India's—and in fact the world's—tire makers know this, and are investing heavily in the country. The executive said current or recently completed investments in production capacity and related areas in India totals $4 billion.
“This kind of investment by the tire industry in India is unprecedented in history,” he said. “Almost all the tire companies have invested in setting up new facilities, upgrading their existing facilities and adding manufacturing capacity.”
Besides domestic-based tire makers such as JK Tyre, Apollo Tyres Ltd., MRF Ltd., Ceat Ltd., Balkrishna Industries Ltd., Alliance Tire Group and Birla Tyres Ltd., the oligarchs—Bridgestone Corp., Michelin and Goodyear—have tire production in India.
Estimates are radialization of the truck and bus sector in the subcontinent will reach 45 percent by 2016-17, Basan said, and light commercial vehicles will hit 37 percent. Radials own the new-truck/bus market, accounting for 75 percent of all vehicles. The aftermarket, however, is a different story—just 25 percent.
“The reason for that is the high cost of admission,” he said. Customers fear the initial cost of a radial and don't realize its economic benefits, from fuel economy to retreadability.
“Everyone is working to educate the customer.”
The tire companies are focusing on product development. The JK Tyre executive listed several of the challenges the industry faces in that regard, starting with the road system, the world's third largest.
Extreme road conditions
Three types of roads in India exist, Basan said: six- or four-lane expressways that connect most of the major cities; two-lane roads between large cities and smaller towns; and substandard roads, “usually with big potholes, not very good conditions,” that account for half the nation's roads.
“A truck going from Delhi to Baroda travels at high speed on the highway, then has go to a village that practically has no road. That is the challenge the tire industry has to face.”
Another problem is that silica, used in radials to provide low-rolling resistance, has problems when the tire is subjected to those Indian temperature extremes of freezing cold to sweltering heat to monsoon-soaked roadways.
“The problem is durability, caused by the high temperature swings,” the executive said.
JK Tyre pioneered silica technology in India, he said, and is tackling that issue by looking at blends of carbon and silica, and functionalized polymers as a solution.
Industry research and development must improve the durability and retreadability of truck and bus radials, as well as simulation and predictive technologies and faster product cycle times.
Road improvement, particularly the creation of high-speed corridors for freight, is a prerequisite for increased radialization in India, Basan said.

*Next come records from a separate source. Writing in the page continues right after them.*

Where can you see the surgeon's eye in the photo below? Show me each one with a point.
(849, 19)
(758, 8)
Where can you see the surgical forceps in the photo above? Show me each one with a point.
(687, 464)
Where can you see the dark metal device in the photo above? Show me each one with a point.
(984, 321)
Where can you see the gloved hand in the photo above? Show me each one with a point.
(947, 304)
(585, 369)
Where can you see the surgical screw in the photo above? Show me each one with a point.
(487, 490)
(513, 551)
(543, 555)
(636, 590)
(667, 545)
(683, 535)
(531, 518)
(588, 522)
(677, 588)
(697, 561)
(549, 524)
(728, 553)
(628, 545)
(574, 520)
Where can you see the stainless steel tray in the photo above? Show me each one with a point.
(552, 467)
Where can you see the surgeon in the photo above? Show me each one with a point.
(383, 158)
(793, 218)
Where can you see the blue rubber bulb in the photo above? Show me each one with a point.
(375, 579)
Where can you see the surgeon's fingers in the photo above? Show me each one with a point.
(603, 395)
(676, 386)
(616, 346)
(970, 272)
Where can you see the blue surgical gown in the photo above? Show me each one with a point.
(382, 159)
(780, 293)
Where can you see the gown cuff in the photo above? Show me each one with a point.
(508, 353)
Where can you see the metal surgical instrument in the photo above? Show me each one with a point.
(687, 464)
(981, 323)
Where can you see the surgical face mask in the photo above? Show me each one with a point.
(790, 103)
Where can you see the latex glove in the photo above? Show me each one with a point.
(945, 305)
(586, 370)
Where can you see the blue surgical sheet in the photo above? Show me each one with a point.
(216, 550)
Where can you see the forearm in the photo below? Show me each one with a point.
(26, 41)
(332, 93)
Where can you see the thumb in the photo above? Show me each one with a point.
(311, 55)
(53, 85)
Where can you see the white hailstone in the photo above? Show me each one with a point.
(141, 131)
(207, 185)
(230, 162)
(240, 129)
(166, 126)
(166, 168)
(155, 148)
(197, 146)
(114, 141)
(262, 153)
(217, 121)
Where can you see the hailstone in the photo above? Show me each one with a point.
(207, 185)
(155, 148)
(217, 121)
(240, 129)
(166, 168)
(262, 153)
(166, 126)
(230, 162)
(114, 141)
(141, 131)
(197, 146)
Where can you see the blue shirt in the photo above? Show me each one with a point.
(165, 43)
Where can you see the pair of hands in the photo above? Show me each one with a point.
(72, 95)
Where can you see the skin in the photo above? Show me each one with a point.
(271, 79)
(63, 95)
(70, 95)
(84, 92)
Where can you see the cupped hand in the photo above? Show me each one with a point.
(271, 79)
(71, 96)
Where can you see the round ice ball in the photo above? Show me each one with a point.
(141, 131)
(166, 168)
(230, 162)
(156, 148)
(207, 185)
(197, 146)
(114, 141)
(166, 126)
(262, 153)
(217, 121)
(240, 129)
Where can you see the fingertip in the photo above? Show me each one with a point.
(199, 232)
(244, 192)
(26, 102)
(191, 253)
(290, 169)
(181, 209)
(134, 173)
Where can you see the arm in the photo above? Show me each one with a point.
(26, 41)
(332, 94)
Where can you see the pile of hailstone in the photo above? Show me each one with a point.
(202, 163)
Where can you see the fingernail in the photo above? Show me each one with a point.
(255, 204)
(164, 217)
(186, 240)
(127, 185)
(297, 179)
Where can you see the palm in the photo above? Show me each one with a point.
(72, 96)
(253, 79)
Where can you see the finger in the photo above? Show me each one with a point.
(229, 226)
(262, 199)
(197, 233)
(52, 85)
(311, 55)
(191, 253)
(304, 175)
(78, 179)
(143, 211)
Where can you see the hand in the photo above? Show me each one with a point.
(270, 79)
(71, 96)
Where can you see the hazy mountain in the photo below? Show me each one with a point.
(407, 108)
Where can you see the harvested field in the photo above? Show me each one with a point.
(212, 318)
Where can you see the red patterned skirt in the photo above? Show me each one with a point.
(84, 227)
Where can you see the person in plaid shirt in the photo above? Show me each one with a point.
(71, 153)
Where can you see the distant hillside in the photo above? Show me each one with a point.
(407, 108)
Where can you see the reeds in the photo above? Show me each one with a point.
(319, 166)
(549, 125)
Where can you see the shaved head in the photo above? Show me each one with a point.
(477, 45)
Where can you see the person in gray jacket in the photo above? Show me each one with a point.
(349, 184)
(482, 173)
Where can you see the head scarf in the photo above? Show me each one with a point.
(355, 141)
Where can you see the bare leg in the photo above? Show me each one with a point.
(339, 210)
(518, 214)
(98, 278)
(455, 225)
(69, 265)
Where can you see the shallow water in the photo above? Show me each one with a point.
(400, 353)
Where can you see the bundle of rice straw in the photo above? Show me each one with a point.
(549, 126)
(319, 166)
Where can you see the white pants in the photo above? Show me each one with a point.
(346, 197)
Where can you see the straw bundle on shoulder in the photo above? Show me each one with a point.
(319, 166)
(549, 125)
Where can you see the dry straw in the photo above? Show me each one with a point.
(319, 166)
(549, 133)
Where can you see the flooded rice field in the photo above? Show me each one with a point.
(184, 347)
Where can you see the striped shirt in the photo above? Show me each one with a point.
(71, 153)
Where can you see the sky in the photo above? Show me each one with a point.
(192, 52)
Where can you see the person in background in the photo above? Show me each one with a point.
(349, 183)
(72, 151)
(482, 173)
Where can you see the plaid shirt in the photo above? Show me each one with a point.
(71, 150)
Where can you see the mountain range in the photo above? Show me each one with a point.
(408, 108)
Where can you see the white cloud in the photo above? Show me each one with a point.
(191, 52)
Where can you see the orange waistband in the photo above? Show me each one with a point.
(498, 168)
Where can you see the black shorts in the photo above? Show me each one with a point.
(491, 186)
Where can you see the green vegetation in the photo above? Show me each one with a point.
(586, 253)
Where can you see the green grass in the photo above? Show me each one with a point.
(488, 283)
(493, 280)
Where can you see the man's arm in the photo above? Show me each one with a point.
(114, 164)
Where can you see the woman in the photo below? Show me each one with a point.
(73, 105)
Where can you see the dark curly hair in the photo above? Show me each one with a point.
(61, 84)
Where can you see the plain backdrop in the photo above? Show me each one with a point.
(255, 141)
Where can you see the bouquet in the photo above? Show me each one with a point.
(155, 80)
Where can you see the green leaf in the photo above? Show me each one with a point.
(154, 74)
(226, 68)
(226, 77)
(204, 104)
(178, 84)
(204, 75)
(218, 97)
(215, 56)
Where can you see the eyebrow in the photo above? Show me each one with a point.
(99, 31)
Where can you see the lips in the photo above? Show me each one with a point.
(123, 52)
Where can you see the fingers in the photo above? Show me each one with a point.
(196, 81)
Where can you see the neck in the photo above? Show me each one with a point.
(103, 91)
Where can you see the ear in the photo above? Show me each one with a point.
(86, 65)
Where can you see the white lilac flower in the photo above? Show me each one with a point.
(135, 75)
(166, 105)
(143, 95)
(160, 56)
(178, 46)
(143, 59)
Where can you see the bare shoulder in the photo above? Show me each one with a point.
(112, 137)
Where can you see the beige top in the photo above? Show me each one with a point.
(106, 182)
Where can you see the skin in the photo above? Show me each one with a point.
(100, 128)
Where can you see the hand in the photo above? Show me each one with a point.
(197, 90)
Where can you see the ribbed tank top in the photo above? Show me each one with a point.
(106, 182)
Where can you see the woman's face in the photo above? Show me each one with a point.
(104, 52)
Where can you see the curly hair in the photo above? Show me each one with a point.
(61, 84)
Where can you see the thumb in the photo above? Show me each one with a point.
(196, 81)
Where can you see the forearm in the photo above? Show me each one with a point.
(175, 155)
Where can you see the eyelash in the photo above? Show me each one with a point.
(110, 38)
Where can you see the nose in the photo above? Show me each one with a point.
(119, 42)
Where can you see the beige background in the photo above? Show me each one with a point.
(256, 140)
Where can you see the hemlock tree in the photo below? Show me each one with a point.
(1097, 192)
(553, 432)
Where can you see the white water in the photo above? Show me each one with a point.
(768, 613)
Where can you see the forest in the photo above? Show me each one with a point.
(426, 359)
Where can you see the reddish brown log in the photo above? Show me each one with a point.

It is a focus of the government's infrastructure efforts, along with improvement in vehicle technology and emission controls and the availability of good quality fuel.
Among other needs is drivers' education and training, he said, so the larger, faster trucks can be driven safely in a nation that is on course to be one of the three largest automotive markets in the world by 2020, Basan said, citing a JD Powers & Associates study.
Today, 39 tire companies are operating 60 plants in India.
He said the industry has an annual growth rate of more than 10 percent and sales of $8.7 billion.
The tire industry has plenty of domestic and nearby foreign material suppliers. The country is the world's fourth-largest producer of natural rubber, of which 65 percent is used in tires, Basan said, and is second only to China as the largest consumer of NR.